God Burns Time

Thursday, November 17, 2005

Why we want our relationships to be painful, and what it tells us.

Relationship Stacks
Let's suppose your problems with others are peeves. Let's say you can hold a list or stack of 12 pet peeves about a person. Suppose they change the top one. Are you happier? Yes, for a short period of time, but the 2nd worst peeve now pops up to become the first, and the bottom of the stack is empty space. Well that empty space is easily and naturally filled by you. Remember you could only hold 12 pet peeves at a time, you have an empty compute cycle, an empty bin, a vacuum. Spend 5 more minutes with the person and sure enough, number 12 will pop into the stack. So there is no real improvement in the relationship dynamic at all.

Why? Self-centeredness. Sure they "fixed" their problem but you still have to same stack, just a different mix. It's the same thing, it's the same song, a different beat. It's a remix, it's a cover, but it's the SAME thing.

Relationship and love -- it's about looking beyond and not on the stack. It is not having a stack, for is love a recorder of wrongs? Why? Because love does not NEED the other person to give back, to transact. Love is from one already satisfied. If you are not already satisfied then the relationship is not love, it is use. Now there is mutual use, it's called business. And in relationships it is usually referred to as prostitution (I use this illustration for shock value, it's sometimes useful to amp the volume on the mundane to ear-piercing decibels). But in order to truly love one party must be satisfied or at least their source of satisfaction is not found in any way upon the object of their love, with the other party. Now they are truly free to shower their object (the other party) with true love. Unconditional. Whether there is anything intrinsically loveable about the object is immaterial.

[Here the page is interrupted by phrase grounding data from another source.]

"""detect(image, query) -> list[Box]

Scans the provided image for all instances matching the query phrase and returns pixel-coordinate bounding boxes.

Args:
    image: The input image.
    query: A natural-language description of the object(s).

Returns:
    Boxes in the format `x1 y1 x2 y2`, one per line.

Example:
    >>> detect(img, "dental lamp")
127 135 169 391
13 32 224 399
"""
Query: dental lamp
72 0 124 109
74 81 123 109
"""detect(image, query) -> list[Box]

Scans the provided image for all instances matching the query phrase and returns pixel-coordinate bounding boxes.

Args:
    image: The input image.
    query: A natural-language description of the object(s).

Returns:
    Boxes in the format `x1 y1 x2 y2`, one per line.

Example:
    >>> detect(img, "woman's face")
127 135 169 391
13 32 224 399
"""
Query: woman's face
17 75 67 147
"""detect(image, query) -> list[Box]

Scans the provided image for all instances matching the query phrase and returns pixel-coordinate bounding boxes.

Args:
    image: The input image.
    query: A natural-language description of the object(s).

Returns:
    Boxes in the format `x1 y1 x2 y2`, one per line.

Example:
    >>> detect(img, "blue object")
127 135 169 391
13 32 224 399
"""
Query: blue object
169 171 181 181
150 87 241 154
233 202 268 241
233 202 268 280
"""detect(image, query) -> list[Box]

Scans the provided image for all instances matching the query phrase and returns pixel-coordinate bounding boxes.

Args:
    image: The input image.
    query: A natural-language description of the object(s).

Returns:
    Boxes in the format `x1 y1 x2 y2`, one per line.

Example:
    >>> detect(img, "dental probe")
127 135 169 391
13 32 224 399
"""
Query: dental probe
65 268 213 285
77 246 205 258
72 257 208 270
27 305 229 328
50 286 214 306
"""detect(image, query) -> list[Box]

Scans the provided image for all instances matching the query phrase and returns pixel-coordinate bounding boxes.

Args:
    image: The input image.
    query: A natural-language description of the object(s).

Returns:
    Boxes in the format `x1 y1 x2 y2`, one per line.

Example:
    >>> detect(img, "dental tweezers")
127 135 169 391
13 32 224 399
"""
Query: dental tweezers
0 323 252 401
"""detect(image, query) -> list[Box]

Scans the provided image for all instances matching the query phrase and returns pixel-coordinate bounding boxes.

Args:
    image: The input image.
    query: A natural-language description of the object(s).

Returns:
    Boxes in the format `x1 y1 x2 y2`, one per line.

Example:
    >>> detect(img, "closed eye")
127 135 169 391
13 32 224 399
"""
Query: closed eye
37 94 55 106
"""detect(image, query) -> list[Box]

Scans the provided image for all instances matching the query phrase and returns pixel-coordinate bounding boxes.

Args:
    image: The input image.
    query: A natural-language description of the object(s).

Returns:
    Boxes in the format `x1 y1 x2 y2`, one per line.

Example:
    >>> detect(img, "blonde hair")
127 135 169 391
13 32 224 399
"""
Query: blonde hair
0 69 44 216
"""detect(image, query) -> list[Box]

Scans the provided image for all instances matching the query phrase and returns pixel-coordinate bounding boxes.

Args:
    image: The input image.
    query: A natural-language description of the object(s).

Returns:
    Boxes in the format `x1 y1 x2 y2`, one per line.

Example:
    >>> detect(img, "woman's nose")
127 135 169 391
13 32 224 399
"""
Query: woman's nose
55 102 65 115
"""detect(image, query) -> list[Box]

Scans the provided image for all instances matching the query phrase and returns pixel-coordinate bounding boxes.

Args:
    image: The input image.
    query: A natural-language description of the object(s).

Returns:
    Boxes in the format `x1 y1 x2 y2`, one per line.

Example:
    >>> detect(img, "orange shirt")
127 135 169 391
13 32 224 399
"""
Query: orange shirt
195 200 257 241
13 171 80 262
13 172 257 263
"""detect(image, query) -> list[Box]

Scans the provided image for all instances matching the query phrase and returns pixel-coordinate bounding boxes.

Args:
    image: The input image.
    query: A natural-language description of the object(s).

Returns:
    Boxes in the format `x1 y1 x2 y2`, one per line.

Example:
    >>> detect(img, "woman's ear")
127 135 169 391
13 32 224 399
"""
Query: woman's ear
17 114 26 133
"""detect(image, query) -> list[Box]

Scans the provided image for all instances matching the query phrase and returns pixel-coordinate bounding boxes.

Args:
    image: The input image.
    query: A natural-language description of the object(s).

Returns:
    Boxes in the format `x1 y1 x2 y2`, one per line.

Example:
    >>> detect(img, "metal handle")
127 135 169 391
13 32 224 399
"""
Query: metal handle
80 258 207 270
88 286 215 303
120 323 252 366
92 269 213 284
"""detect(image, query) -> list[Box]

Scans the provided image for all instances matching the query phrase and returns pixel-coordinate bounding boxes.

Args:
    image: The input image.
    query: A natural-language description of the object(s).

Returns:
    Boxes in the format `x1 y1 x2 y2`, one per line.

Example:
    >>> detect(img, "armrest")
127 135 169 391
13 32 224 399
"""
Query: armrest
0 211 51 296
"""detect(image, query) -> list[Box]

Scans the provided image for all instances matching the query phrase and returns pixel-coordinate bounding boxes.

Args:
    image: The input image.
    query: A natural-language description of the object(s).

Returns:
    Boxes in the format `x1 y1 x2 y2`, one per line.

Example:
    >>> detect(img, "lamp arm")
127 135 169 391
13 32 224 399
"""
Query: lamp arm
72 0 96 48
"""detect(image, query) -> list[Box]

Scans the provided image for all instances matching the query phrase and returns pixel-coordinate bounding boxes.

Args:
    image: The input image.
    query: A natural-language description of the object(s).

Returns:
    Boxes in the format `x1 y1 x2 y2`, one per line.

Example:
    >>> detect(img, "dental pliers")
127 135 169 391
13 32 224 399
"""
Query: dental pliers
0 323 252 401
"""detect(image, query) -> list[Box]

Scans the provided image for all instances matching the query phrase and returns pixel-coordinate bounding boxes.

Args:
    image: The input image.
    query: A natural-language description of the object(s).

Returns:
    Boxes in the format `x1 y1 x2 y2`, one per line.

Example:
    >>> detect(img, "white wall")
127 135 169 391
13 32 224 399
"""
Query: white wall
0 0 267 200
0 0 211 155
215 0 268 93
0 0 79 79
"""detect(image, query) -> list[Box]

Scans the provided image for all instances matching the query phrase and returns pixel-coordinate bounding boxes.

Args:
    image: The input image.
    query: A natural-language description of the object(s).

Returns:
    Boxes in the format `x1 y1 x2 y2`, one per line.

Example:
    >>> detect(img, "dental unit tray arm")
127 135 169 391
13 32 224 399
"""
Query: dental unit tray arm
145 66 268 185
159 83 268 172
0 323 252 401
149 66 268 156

So in our relationships how can we DO this? We cannot. Are you completely satisfied in and of yourself? Are you not dependent on sooo many things physically, mentally, financially, and emotionally? So a system based on needers will find that none are filled, none satisfied (current pop culture just makes it obvious, but we've been building the system since we started eating weird fruit in nice places).

No, we cannot look to one another, nor to creation for our needs, for our true needs to be met. We look to God, who DOES NOT NEED US. He DOES NOT NEED ANYTHING. He truly is LOVE because without needing us or anything He created anyway. And so it can only be through a union and a relationship and a walk with Him that true love can manifest. We are vessels of His love. Vessels hold something that comes from the outside and is then placed inside themselves. And when something on the outside sees fit, they dispense what is inside to something outside them. We are vessels of love, for we are temples of God, we are walking epistles, we are earthen vessels holding inside a tremendous treasure (and that treasure is NOT a thing, but a Person).

And so it is only in and through and by Christ that true love manifests. Otherwise it is going to be mutual use or one-sided manipulation. Eventually the mutual use will break down, the business merger diverges and collapses. Eventually the prostitute leaves to go on to the next trick and the John to the next fix. Eventually the object of manipulation is fully tapped and the manipulator moves on to another mark. Either way the party ends.

So why do we want our self-centered relationships to be painful? Because they are not real, they are not in and of Christ. Why would we want an illusion to feel good for anything more than a season (if it didn't feel good at all, we'd never do it; no one, well few, are tempted to become gluttons with Castor Oil, but Pop Tarts, heck yeah I'm tempted and they seem sooo gooood...for a season).